🤖 AI Summary
To address the challenges of encoder integration difficulty, weak active perception capability, and high cost/complexity in multi-sensor SLAM, this paper proposes the ViDAR hardware architecture—comprising a monocular camera, IMU, and motor encoder—along with a tightly coupled Visual-Inertial-Encoder Odometry (VIEO) model. Furthermore, we design a Platform-Motion-Decoupled Deep Reinforcement Learning (PPO-based) active SLAM framework, wherein state representation decoupling separates motion policy learning from perceptual modeling. Key innovations include: (i) the first joint calibration and modeling method for ViDAR hardware and VIEO; and (ii) a motion-decoupled DRL active strategy to enhance feature diversity and inter-frame co-visibility. Experiments demonstrate that VIEO significantly improves both the number of co-visible features and state estimation accuracy over conventional VIO. The DRL policy increases feature diversity weight by 37% and reduces absolute pose error by 28%.
📝 Abstract
In the field of multi-sensor fusion for simultaneous localization and mapping (SLAM), monocular cameras and IMUs are widely used to build simple and effective visual-inertial systems.
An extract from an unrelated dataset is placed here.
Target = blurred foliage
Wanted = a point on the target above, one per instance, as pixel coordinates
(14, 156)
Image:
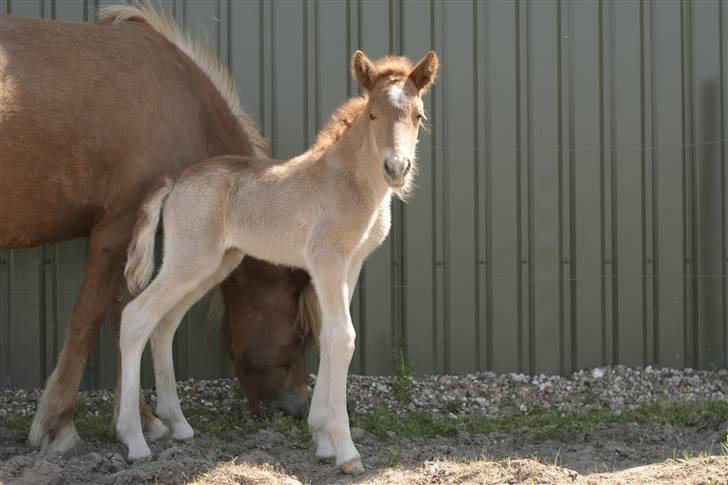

However, limited research has explored the integration of motor-encoder devices to enhance SLAM performance. By incorporating such devices, it is possible to significantly improve active capability and field of view (FOV) with minimal additional cost and structural complexity. This paper proposes a novel visual-inertial-encoder tightly coupled odometry (VIEO) based on a ViDAR (Video Detection and Ranging) device. A ViDAR calibration method is introduced to ensure accurate initialization for VIEO. In addition, a platform motion decoupled active SLAM method based on deep reinforcement learning (DRL) is proposed. Experimental data demonstrate that the proposed ViDAR and the VIEO algorithm significantly increase cross-frame co-visibility relationships compared to its corresponding visual-inertial odometry (VIO) algorithm, improving state estimation accuracy. Additionally, the DRL-based active SLAM algorithm, with the ability to decouple from platform motion, can increase the diversity weight of the feature points and further enhance the VIEO algorithm's performance. The proposed methodology sheds fresh insights into both the updated platform design and decoupled approach of active SLAM systems in complex environments.